LDAP connections are never closed with LDAP authentication backend inside Choice
When testing 2.0, I see that the code opens a lot of connections to LDAP server and never close them.
A simple load of the portal page (without authentication) gives these logs in OpenLDAP:
Jan 31 17:31:08 llng-site slapd[32489]: conn=1026 fd=36 ACCEPT from IP=127.0.0.1:34218 (IP=127.0.0.1:389)
Jan 31 17:31:08 llng-site slapd[32489]: conn=1026 op=0 BIND dn="cn=lemonldapng,ou=dsa,dc=openid,dc=club" method=128
Jan 31 17:31:08 llng-site slapd[32489]: conn=1026 op=0 BIND dn="cn=lemonldapng,ou=dsa,dc=openid,dc=club" mech=SIMPLE ssf=0
Jan 31 17:31:08 llng-site slapd[32489]: conn=1026 op=0 RESULT tag=97 err=0 text=
Jan 31 17:31:08 llng-site slapd[32489]: conn=1027 fd=37 ACCEPT from IP=127.0.0.1:34220 (IP=127.0.0.1:389)

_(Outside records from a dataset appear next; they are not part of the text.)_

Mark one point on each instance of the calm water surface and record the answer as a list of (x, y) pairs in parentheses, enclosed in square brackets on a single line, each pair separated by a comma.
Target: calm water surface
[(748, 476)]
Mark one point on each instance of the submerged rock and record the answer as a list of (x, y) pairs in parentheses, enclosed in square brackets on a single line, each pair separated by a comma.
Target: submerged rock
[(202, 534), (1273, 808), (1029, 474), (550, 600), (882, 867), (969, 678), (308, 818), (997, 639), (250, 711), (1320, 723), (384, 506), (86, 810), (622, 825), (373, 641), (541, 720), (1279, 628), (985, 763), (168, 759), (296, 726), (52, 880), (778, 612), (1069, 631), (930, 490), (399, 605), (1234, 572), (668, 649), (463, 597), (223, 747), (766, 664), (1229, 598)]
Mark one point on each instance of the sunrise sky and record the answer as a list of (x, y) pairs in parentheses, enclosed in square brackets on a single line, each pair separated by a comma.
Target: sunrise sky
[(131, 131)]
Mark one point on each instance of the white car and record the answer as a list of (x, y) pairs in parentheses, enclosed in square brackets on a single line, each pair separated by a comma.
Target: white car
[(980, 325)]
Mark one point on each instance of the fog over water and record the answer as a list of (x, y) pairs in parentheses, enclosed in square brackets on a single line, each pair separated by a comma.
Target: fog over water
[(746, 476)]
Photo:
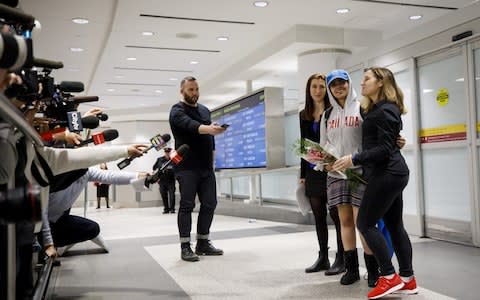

Jan 31 17:31:08 llng-site slapd[32489]: conn=1027 op=0 BIND dn="cn=lemonldapng,ou=dsa,dc=openid,dc=club" method=128
Jan 31 17:31:08 llng-site slapd[32489]: conn=1027 op=0 BIND dn="cn=lemonldapng,ou=dsa,dc=openid,dc=club" mech=SIMPLE ssf=0
Jan 31 17:31:08 llng-site slapd[32489]: conn=1027 op=0 RESULT tag=97 err=0 text=
Jan 31 17:31:08 llng-site slapd[32489]: conn=1028 fd=38 ACCEPT from IP=127.0.0.1:34222 (IP=127.0.0.1:389)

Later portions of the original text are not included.